Tuesday, March 16, 2010

SLC (part 2 of 3)

This is part 2 of 3 of my beer adventure in Salt Lake City (or Dumb Lake City if you read the last post). I don't carry around a tasting notebook with me so you will have to forgive the less than formal evaluations I am giving the beer on this trip, but if you want to get that fancy maybe Beer Advocate has them listed. That being said on to the red rock!

Red Rock Brewing company is another brew pub in SLC. I think they are the less famous of the 2. Their food was really good but this isn't a food blog (Note to self: Make a food blog) so let's get down to the business at hand, beer. We actually went to Red Rock twice. The first time I got an Oatmeal Stout and then saw a special edition Belgian beer aged in oak in cork finished bomber bottles. It was $15 so I did what anyone would do, I didn't order the one I wanted and ended up spending $10 on beer I didn't really want and obsessed about the Belgian for 2 days until I went back and got it. But we'll get there. First the oatmeal stout. It was good, the problem with that assessment is I don't know why. It wasn't complex, there was no coffee or toasty malts, no cocoa or burnt flavors. What it did have was a nice full oatmeal mouthfeel and some residual malt sweetness. It was very "drinkable" to borrow a phrase from beer commercials. I could easily put away a 6 pack of this stout and might go buy it if it were available around here.

The second beer I got was an Irish red ale. I wasn't expecting much but what I got was a really well balanced malty ale with a good amount of floral hop aroma and resinous and floral hop flavor. I really liked this beer too and would pay money for it again.

So why did I say I was going to be mean? Like I said I obsessed about the oak aged Belgian: Reve they called it, French for dream. More like Utah-ian for crap.

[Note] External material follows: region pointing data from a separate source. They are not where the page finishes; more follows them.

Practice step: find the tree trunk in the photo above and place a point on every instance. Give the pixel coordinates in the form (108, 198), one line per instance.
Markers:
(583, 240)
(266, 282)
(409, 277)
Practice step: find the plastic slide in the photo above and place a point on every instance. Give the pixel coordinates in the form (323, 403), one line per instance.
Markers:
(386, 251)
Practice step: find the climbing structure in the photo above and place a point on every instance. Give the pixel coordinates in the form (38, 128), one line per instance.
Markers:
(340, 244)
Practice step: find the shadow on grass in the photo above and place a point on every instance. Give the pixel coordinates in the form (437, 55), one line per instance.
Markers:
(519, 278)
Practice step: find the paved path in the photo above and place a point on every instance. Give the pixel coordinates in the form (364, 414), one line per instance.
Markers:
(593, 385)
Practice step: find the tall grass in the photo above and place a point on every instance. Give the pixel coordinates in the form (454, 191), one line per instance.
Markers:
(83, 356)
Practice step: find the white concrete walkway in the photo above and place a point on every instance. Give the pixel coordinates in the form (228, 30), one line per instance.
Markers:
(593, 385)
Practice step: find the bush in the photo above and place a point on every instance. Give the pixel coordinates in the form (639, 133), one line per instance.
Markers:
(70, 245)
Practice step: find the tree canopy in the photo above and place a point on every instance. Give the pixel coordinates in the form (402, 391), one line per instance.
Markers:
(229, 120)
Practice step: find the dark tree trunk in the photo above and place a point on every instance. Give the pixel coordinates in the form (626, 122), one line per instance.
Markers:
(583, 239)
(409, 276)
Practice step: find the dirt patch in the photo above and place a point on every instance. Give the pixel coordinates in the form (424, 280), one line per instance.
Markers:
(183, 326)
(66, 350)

They wanted to make a high alcohol beer fine, but there are several factors you must be mindful of when doing so: 1) You need to use malt, you can't just pour in a crap-ton of corn sugar to boost your alcohol or it will become cidery, 2) If you use a yeast that leaves a ton of sugar behind you need hops or something to cut the sweetness 3) If you're going to use Belgian yeast, pick the right one. They failed at every one of these. This beer was a mess. Aroma was hard cider. Taste was so sweet that even my non-beer drinking friends that tried it remarked on how sweet it was. It also tasted like cider with Belgian yeast it in. The cloying sweetness paired with the thickness made it so I couldn't even finish the bottle (that and I had a flight to catch). They needed to use more malt or just make the alcohol content lower, pick a Belgian yeast with a higher attenuation, add less corn sugar and maybe add some more hops or some kind of spices to increase the complexity of this beer also if you're going to age it in an oak cask maybe age it long enough so I can taste some hit of oak. I got nothing from this, maybe the sugar burned out my palate early or maybe it wasn't there. But if you are going to hand number each bottle of a beer take your time aging it and do it right.

Part 3 will conclude this series and cover odds and ends I had in bottles.